Islet cell transplants are a promising treatment that can cure difficult-to-treat type 1 diabetes. The cells, taken from a donor pancreas, provide patients with a sustainable and tightly controlled source of insulin. A major problem is getting the patient’s immune system to accept the influx of new donor cells; the patient’s protective T-cells naturally want to reject the foreign invaders.

But a team of investigators overcame this hurdle in previous small animal studies. Their technique uses synthetic hydrogel particles called microgels. The microgels present a potent immunomodulatory protein called SA-FasL to modulate the body’s immune response, allowing the transplanted insulin-producing cells to safely do their job, regulating blood glucose levels, and fighting diabetes.

A new study in the journal Science Advances from the researchers moves this hopeful treatment strategy closer to the clinic.

“Immunosuppression is a significant problem for patients, but in our prior work we showed that this biomaterial, this microgel, is a potent immunomodulatory molecule, and can induce permanent acceptance of the new cells,” said the senior author.

“But that study was done in mice, and the immune system of a mouse if very different from a human’s,” the author added. “And in the progression toward clinical use, you really need to test this strategy in a large animal model.”

Their study demonstrates how co-transplanting islet cells with SA-FasL-microgels reversed diabetic symptoms while overcoming the immune response in nonhuman primates. The researchers without using immunosuppressants, which can have dangerous side effects.  

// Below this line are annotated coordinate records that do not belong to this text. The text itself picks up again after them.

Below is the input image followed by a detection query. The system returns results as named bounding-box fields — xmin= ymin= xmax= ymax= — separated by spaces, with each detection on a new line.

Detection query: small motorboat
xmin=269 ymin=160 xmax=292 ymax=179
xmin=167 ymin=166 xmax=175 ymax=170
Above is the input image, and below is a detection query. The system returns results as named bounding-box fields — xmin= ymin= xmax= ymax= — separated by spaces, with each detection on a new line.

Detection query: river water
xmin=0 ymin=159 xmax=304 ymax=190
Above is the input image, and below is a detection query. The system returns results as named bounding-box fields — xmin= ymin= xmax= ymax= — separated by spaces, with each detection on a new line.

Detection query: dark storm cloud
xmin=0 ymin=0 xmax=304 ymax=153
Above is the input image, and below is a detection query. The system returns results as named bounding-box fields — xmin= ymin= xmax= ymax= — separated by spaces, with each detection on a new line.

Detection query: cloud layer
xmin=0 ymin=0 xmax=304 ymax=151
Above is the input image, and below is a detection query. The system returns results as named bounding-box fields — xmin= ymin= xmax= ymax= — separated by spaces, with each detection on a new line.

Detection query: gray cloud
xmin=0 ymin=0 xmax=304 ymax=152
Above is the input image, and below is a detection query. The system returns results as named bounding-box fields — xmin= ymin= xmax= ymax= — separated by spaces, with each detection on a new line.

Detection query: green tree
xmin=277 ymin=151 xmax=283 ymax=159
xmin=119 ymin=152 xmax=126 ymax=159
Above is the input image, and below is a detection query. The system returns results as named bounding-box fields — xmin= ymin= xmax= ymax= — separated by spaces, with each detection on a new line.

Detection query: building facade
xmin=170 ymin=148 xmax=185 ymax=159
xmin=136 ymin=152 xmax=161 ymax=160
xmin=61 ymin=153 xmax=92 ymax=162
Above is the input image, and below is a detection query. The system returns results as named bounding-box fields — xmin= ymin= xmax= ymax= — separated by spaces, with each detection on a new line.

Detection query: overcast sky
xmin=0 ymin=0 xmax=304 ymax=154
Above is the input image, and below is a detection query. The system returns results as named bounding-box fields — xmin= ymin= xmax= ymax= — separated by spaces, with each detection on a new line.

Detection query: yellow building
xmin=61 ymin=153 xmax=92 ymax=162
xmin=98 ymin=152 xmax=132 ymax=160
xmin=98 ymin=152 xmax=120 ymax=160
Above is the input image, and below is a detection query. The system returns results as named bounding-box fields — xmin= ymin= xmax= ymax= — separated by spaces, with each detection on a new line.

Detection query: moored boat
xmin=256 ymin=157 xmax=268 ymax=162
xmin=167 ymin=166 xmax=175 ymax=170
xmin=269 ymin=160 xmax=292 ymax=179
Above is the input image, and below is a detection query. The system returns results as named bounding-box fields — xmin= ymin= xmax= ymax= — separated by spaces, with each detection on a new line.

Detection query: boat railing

The microgels essentially teach the immune system to accept the graft, interrupting the body’s inclination to reject the transplant and circumventing the need for continuous immunosuppression.

“Those immunosuppressive regimens are toxic to the patient, so a major goal in the field has been to develop approaches that will allow you to put in this graft and get it to function without chronic immunosuppression,” said the author.

Because the biomaterial can be created in a lab and shipped anywhere, the new therapeutic is essentially off-the-shelf. And now that they’ve proven the strategy works in nonhuman primates, the authors are confident that patients with type 1 diabetes could have a powerful new treatment option.